Le sens du commerce et l’esprit d’entreprise sont dans nos gènes, lance MichielMiddendorf, directeur général du World Forum, centre des congrès de La Haye. Normal, puisqu’il nous a fallu depuis toujours combattre sur notre propre territoire et le protéger des invasions de l’eau.” Pour ce spécialiste des conférences internationales, les Hollandais sont tournés vers l’extérieur, ils aiment créer et prendre des initiatives. “Et surtout, ajoute-t-il, nous n’avons pas peur des défis ; pas peur, par exemple, de faire d’une ville de 500000 habitants le symbole mondial de la Paix !”

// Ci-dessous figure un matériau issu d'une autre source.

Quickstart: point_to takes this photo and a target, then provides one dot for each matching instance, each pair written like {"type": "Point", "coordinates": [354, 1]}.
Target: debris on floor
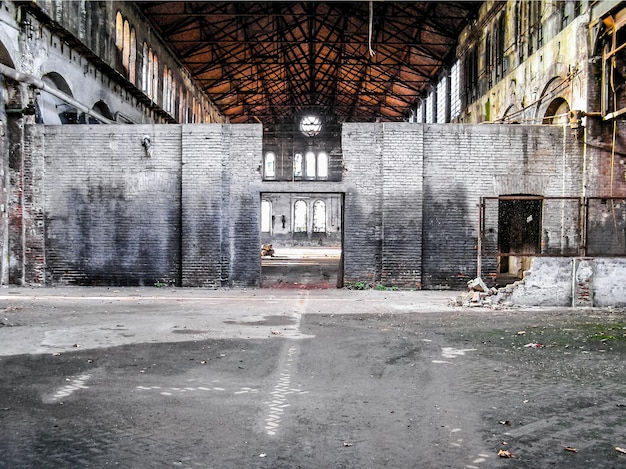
{"type": "Point", "coordinates": [478, 294]}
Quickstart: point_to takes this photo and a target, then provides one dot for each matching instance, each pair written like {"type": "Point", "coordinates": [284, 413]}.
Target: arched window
{"type": "Point", "coordinates": [322, 165]}
{"type": "Point", "coordinates": [310, 164]}
{"type": "Point", "coordinates": [266, 216]}
{"type": "Point", "coordinates": [126, 46]}
{"type": "Point", "coordinates": [167, 90]}
{"type": "Point", "coordinates": [297, 165]}
{"type": "Point", "coordinates": [455, 92]}
{"type": "Point", "coordinates": [145, 69]}
{"type": "Point", "coordinates": [132, 59]}
{"type": "Point", "coordinates": [299, 216]}
{"type": "Point", "coordinates": [155, 78]}
{"type": "Point", "coordinates": [319, 217]}
{"type": "Point", "coordinates": [150, 79]}
{"type": "Point", "coordinates": [119, 31]}
{"type": "Point", "coordinates": [269, 168]}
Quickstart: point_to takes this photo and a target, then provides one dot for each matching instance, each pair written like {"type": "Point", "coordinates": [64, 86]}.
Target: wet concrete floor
{"type": "Point", "coordinates": [159, 377]}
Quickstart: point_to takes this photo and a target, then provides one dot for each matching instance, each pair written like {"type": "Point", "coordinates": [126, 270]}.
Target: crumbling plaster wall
{"type": "Point", "coordinates": [557, 69]}
{"type": "Point", "coordinates": [569, 282]}
{"type": "Point", "coordinates": [77, 41]}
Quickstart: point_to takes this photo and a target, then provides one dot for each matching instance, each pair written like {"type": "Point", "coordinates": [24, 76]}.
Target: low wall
{"type": "Point", "coordinates": [569, 282]}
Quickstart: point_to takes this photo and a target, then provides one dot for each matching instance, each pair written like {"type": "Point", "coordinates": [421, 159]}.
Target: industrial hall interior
{"type": "Point", "coordinates": [410, 145]}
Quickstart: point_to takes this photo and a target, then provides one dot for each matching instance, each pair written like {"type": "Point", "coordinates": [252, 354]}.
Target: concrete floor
{"type": "Point", "coordinates": [301, 268]}
{"type": "Point", "coordinates": [272, 378]}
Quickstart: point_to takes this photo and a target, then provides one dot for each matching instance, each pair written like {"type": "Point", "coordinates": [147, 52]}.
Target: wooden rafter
{"type": "Point", "coordinates": [269, 60]}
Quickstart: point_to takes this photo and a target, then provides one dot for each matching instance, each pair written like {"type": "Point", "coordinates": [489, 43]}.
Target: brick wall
{"type": "Point", "coordinates": [402, 188]}
{"type": "Point", "coordinates": [189, 213]}
{"type": "Point", "coordinates": [112, 211]}
{"type": "Point", "coordinates": [362, 185]}
{"type": "Point", "coordinates": [463, 163]}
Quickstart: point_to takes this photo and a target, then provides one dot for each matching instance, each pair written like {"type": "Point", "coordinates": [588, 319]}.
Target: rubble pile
{"type": "Point", "coordinates": [478, 295]}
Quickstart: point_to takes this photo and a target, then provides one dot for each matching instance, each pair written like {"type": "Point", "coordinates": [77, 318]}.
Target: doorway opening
{"type": "Point", "coordinates": [519, 234]}
{"type": "Point", "coordinates": [301, 240]}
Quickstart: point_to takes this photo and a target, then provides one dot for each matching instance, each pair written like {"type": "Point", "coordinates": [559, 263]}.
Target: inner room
{"type": "Point", "coordinates": [301, 236]}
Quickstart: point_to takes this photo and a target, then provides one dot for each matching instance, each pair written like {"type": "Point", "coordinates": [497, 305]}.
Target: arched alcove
{"type": "Point", "coordinates": [52, 110]}
{"type": "Point", "coordinates": [101, 108]}
{"type": "Point", "coordinates": [557, 112]}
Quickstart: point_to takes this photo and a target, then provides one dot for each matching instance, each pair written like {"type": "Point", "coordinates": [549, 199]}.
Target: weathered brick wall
{"type": "Point", "coordinates": [463, 163]}
{"type": "Point", "coordinates": [362, 184]}
{"type": "Point", "coordinates": [402, 189]}
{"type": "Point", "coordinates": [190, 212]}
{"type": "Point", "coordinates": [202, 202]}
{"type": "Point", "coordinates": [33, 206]}
{"type": "Point", "coordinates": [242, 218]}
{"type": "Point", "coordinates": [112, 210]}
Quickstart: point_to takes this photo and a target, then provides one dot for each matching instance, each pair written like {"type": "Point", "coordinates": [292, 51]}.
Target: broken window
{"type": "Point", "coordinates": [311, 164]}
{"type": "Point", "coordinates": [145, 69]}
{"type": "Point", "coordinates": [297, 165]}
{"type": "Point", "coordinates": [614, 66]}
{"type": "Point", "coordinates": [269, 167]}
{"type": "Point", "coordinates": [319, 217]}
{"type": "Point", "coordinates": [266, 216]}
{"type": "Point", "coordinates": [442, 99]}
{"type": "Point", "coordinates": [300, 216]}
{"type": "Point", "coordinates": [455, 95]}
{"type": "Point", "coordinates": [322, 165]}
{"type": "Point", "coordinates": [429, 108]}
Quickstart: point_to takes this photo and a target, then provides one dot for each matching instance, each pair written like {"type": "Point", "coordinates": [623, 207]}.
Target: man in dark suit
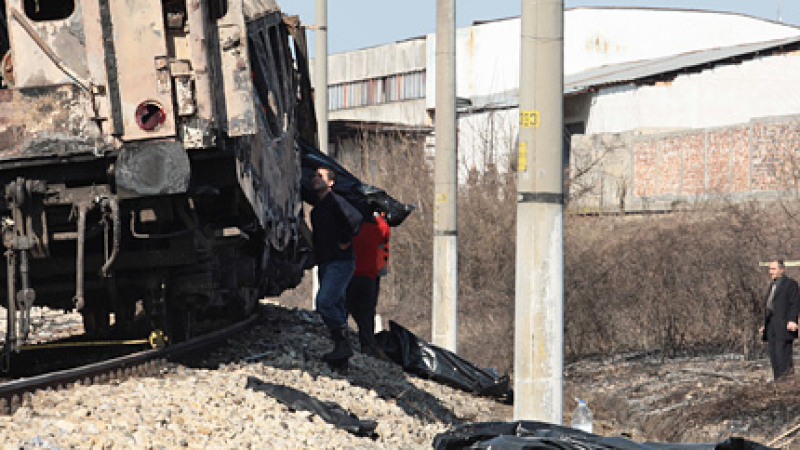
{"type": "Point", "coordinates": [780, 320]}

Pour ce qui concerne les règles de comportement, Michiel Middendorf insiste sur le fait que les Néerlandais apprécient les choses claires et tranchées. “Pour nous, un oui est un oui. Nous n’aimons pas les demi-mesures, et il nous arrive même d’être parfois un peu trop directs ; quand nous n’aimons pas quelque chose, nous le disons”, conclut-il. Sur ce point, Sander Hoogendoorn, du département de finance et d’économie de l’université d’Amsterdam, est d’accord : “Les Néerlandais vont droit au but et n’essaient pas forcément de connaître personnellement leurs homologues avant de faire des affaires. Ils n’ont pas peur de dire ce qui ne leur plaît pas, mais leurs interlocuteurs ne doivent pas prendre leurs remarques comme des critiques personnelles, plutôt comme des critiques constructives”, explique-t-il. Sander Hoogendoorn conseille donc de bien préparer ses arguments, d’être convaincant, et de ne pas hésiter à utiliser l’humour, voire la taquinerie, fort appréciée, même dans le cadre professionnel. Et de préciser que ce souci d’efficacité, parfois un peu abrupt, va de pair avec l’esprit d’entreprise, l’envie de se lancer des défis. “En ce sens, précise le coresponsable du Center for Entrepreneurship de l’université d’Amsterdam, les Néerlandais ressemblent un peu aux Américains.” Même si, au nom de l’efficacité, on n’hésite pas à annoncer le temps dont on dispose pour un rendez-vous ou à avaler rapidement un sandwich et un verre de lait sur le coin d’un bureau, il arrive aussi que les décisions mettent du temps à se prendre. “C’est ce que l’on appelle le Polder Model, poursuit l’universitaire, un processus décisionnel qui se joue à plusieurs niveaux et mène parfois à des atermoiements.”

Le temps de la réflexion

Anne-Laure Boutard, Française vivant aux Pays-Bas, remarque elle aussi cette tendance à ne pas prendre les décisions immédiates. Account manager au sein de Keytours Holland, une agence spécialisée dans le tourisme de groupes et d’affaires, elle souligne que les Hollandais sont de gros travailleurs, et qu’il serait mal venu de ne pas respecter leur éthique de travail. Elle note que la tradition du sandwich et du verre de lait en guise de déjeuner d’affaires a la peau dure… “D’ailleurs, commander de l’alcool à midi paraîtrait un peu déplacé”, indique-t-elle en s’empressant d’ajouter qu’avec leur légendaire tolérance et leur capacité d’adaptation, les Néerlandais ne s’en offusqueraient pas outre mesure. D’autant que le soir, prendre une bière avec ses partenaires ou ses collègues est un plaisir largement répandu. “J’ai constaté qu’ici, les gens étaient vraiment curieux de la culture des autres ; de ce qui se passe à l’extérieur des frontières. En revanche, même si les Néerlandais maîtrisent impeccablement l’anglais, ils apprécient qu’on fasse un effort pour parler leur langue. Cela permet des rapports plus chaleureux, plus intimes”, conclut-elle.

Sur ce sujet, Sander Hoogendoorn donne un précieux conseil : “Pour adoucir un Hollandais critique, rien de tel que de lui montrer qu’on sait quel chef-d’œuvre se trouve dans quel musée.” D’ailleurs, moyennant finance, la plupart des hauts lieux de la peinture hollandaise se transforment volontiers en salles de réunions d’affaires.